Chadians displaced by Darfur border killings are too afraid to return home: UN agency
Insecurity around the southeastern town of Goz Beida, where some 7,000 of these displaced people have gathered, also forced today’s distribution of relief supplies to be put on hold, the UN High Commissioner for Refugees (UNHCR) said, adding the agency plans to move this group to a temporary site south of the town.
“No new attacks have been reported this week in volatile southeastern Chad near the border with Sudan's Darfur region, but thousands of displaced people remain too frightened to return to their villages because armed groups are still moving in the region,” UNHCR spokesperson Ron Redmond told reporters in Geneva.
“UNHCR has been working with Chadian gendarmes to escort small numbers of displaced who want to go back to their villages to recover belongings from some of the 23 villages that have been destroyed during recent attacks south and east of Goz Beida town. Dozens of other villages have been abandoned in anticipation of attacks.”

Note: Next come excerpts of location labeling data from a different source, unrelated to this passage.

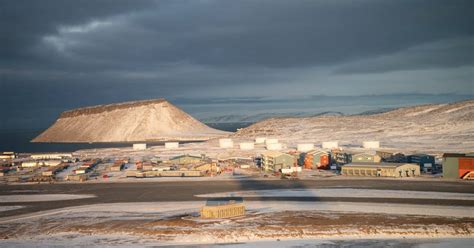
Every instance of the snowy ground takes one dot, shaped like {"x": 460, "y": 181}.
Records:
{"x": 176, "y": 223}
{"x": 9, "y": 208}
{"x": 41, "y": 197}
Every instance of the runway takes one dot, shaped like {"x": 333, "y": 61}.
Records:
{"x": 187, "y": 191}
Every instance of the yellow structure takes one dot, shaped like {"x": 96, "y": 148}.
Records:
{"x": 51, "y": 155}
{"x": 381, "y": 169}
{"x": 223, "y": 211}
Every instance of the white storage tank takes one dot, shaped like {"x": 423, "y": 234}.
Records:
{"x": 271, "y": 141}
{"x": 274, "y": 146}
{"x": 226, "y": 143}
{"x": 330, "y": 144}
{"x": 247, "y": 146}
{"x": 305, "y": 147}
{"x": 171, "y": 145}
{"x": 139, "y": 146}
{"x": 371, "y": 144}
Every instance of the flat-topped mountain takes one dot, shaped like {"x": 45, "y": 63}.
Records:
{"x": 149, "y": 120}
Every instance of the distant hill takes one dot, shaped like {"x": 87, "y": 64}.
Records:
{"x": 149, "y": 120}
{"x": 432, "y": 127}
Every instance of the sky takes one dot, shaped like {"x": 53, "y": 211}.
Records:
{"x": 60, "y": 54}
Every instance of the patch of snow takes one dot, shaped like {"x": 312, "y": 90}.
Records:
{"x": 345, "y": 192}
{"x": 9, "y": 208}
{"x": 42, "y": 197}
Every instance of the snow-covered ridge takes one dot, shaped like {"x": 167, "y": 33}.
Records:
{"x": 424, "y": 128}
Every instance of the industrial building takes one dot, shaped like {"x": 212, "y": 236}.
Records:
{"x": 317, "y": 159}
{"x": 425, "y": 161}
{"x": 275, "y": 160}
{"x": 7, "y": 155}
{"x": 458, "y": 165}
{"x": 340, "y": 157}
{"x": 51, "y": 155}
{"x": 396, "y": 158}
{"x": 384, "y": 155}
{"x": 381, "y": 169}
{"x": 366, "y": 158}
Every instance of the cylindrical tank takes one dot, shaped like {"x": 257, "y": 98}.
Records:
{"x": 274, "y": 146}
{"x": 226, "y": 143}
{"x": 330, "y": 144}
{"x": 247, "y": 146}
{"x": 371, "y": 144}
{"x": 260, "y": 140}
{"x": 305, "y": 147}
{"x": 271, "y": 141}
{"x": 171, "y": 145}
{"x": 141, "y": 146}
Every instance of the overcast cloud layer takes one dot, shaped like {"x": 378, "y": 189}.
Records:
{"x": 74, "y": 53}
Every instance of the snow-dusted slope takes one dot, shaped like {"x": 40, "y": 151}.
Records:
{"x": 434, "y": 127}
{"x": 150, "y": 120}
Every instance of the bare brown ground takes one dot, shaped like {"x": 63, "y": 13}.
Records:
{"x": 307, "y": 224}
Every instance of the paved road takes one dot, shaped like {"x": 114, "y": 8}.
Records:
{"x": 185, "y": 191}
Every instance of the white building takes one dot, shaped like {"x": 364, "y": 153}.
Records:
{"x": 305, "y": 147}
{"x": 274, "y": 146}
{"x": 246, "y": 146}
{"x": 139, "y": 146}
{"x": 226, "y": 143}
{"x": 171, "y": 145}
{"x": 371, "y": 144}
{"x": 330, "y": 144}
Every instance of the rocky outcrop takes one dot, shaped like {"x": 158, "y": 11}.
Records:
{"x": 149, "y": 120}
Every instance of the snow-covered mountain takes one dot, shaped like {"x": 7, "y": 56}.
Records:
{"x": 432, "y": 127}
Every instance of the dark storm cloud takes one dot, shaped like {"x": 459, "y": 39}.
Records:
{"x": 60, "y": 54}
{"x": 222, "y": 33}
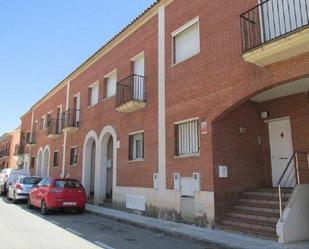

UNHCR now estimates that over 90,000 people are displaced in Eastern Chad, including at least 15,000 since the beginning of November in the southeast of the country near the Darfur border.
The recent wave of attacks is also affecting Sudanese refugees from Darfur, who are now feeling increasingly insecure after fleeing their own country in 2003-04. In all, there are 218,000 refugees from Darfur in 12 camps in eastern Chad. Chad is also hosting 46,000 refugees from the Central African Republic (CAR) in the south.
On Wednesday, Under-Secretary-General for Humanitarian Affairs Jan Egeland, who last week visited Darfur, warned the Security Council of the increasing spill-over of violence to Chad, while Under-Secretary-General for Peacekeeping Operations, Jean-Marie Guéhenno, also briefed the Council on a fact-finding mission to Chad and the CAR.